Determining the broad-band emission from accreting supermassive black holes (SMBHs) in active galactic nuclei (AGN) is crucial for understanding the physical mechanisms at work in them. The optical-to-X-ray luminosity constitutes the bulk of the accretion luminosity from AGN, but the far-UV disc emission in particular has historically been hard to constrain.

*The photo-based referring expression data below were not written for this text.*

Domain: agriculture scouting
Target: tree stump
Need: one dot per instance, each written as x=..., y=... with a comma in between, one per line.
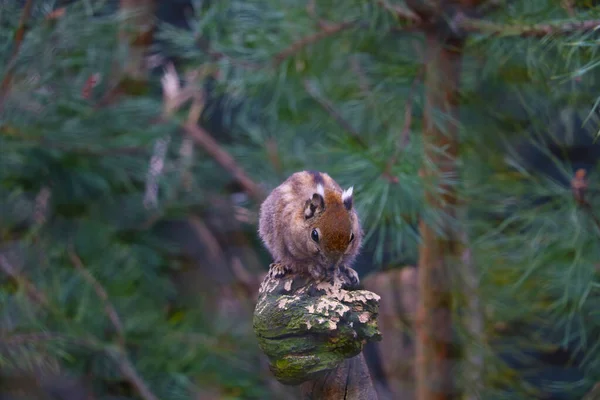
x=313, y=334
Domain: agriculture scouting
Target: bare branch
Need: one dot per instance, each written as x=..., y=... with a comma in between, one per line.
x=333, y=113
x=326, y=31
x=31, y=290
x=109, y=309
x=224, y=159
x=474, y=25
x=401, y=13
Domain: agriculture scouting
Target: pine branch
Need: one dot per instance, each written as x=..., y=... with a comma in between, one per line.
x=474, y=25
x=401, y=13
x=404, y=137
x=330, y=109
x=326, y=31
x=109, y=309
x=123, y=361
x=19, y=36
x=224, y=159
x=579, y=188
x=35, y=295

We present optical-to-X-ray spectral energy distributions (SEDs) for a sample of 54 AGN observed with the Far Ultraviolet Spectroscopic Explorer (FUSE). We find that the hard X-ray bolometric corrections show significant scatter plotted against luminosity. However, we find evidence for increasing bolometric correction with Eddington ratio, indicating possible parallels with Galactic Black Hole (GBH) systems in which the SED shape undergoes similar changes between accretion states. We also present new simultaneous SEDs for the reverberation mapped sample of AGN using the XMM-EPIC pn and Optical Monitor archives.

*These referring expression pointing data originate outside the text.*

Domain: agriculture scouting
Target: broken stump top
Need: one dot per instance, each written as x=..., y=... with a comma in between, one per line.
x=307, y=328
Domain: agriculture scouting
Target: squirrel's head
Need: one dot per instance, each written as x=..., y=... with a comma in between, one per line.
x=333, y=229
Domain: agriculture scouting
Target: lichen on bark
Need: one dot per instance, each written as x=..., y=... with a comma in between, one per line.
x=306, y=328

The effect of radiation pressure from the nucleus is enhanced when dusty absorbing gas is present. The average AGN SEDs from this work can be used to derive an effective Eddington limit for dusty gas. Our comparison of this model with available data for three samples of AGN (local, Chandra Deep Field-South, Lockman Hole) suggests that long-lived absorption exists primarily in sub-effective Eddington ratio sources.